Rakornas tersebut dibuka langsung oleh Presiden Republik Indonesia, Prabowo Subianto, dan dihadiri Wakil Presiden Gibran Rakabuming Raka.
Forum strategis yang diselenggarakan Kementerian Dalam Negeri (Kemendagri) ini bertujuan memperkuat sinergi antara pemerintah pusat dan daerah dalam mendukung serta menyukseskan program-program prioritas nasional.
Baca Juga :
Presiden Prabowo dalam arahannya menekankan pentingnya kemandirian pemerintah daerah serta komitmen seluruh jajaran pemerintahan untuk menjalankan roda pemerintahan dengan benar, berlandaskan kepentingan rakyat.
Ia mengingatkan agar para pemimpin tidak mengedepankan kepentingan kelompok maupun pribadi di atas kepentingan masyarakat luas.
Bupati Sidrap, Syaharuddin Alrif, mengungkapkan bahwa pesan Presiden menjadi pengingat kuat bagi seluruh kepala daerah untuk menjalankan amanah kepemimpinan secara adil, jujur, dan berpihak kepada rakyat.

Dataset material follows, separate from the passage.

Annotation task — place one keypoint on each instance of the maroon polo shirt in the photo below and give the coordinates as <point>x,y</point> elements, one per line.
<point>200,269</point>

Menurutnya, Rakornas ini menjadi momentum penting untuk menyamakan visi antara pusat dan daerah dalam membangun bangsa.
Dalam kesempatan tersebut, Presiden Prabowo juga menyampaikan apresiasi kepada Menteri Dalam Negeri Muhammad Tito Karnavian beserta jajaran atas terselenggaranya Rakornas yang mempertemukan seluruh unsur pemerintahan dari berbagai wilayah di Indonesia. Ia mengaku terkesan dengan semangat para kepala daerah dan pejabat yang hadir.
“Hati saya bergetar melihat, mendengar, dan merasakan semangat Saudara-Saudara sekalian,” ujar Presiden dalam sambutannya.
Rakornas ini dihadiri oleh jajaran Kabinet Merah Putih, para gubernur, bupati dan wali kota, pimpinan DPRD, Forum Koordinasi Pimpinan Daerah (Forkopimda), unsur TNI dan Polri, serta pejabat kementerian dan lembaga terkait lainnya.
Presiden Prabowo menegaskan bahwa masyarakat mendambakan kehadiran pemimpin yang benar-benar bekerja untuk kepentingan rakyat. Ia mengingatkan bahwa publik tidak menyukai pemimpin yang hanya fokus pada kepentingan pribadi atau kelompok tertentu.
“Rakyat berharap pemimpin yang adil, jujur, dan sungguh-sungguh bekerja untuk mereka, bukan untuk kepentingan dirinya sendiri,” tegas Presiden.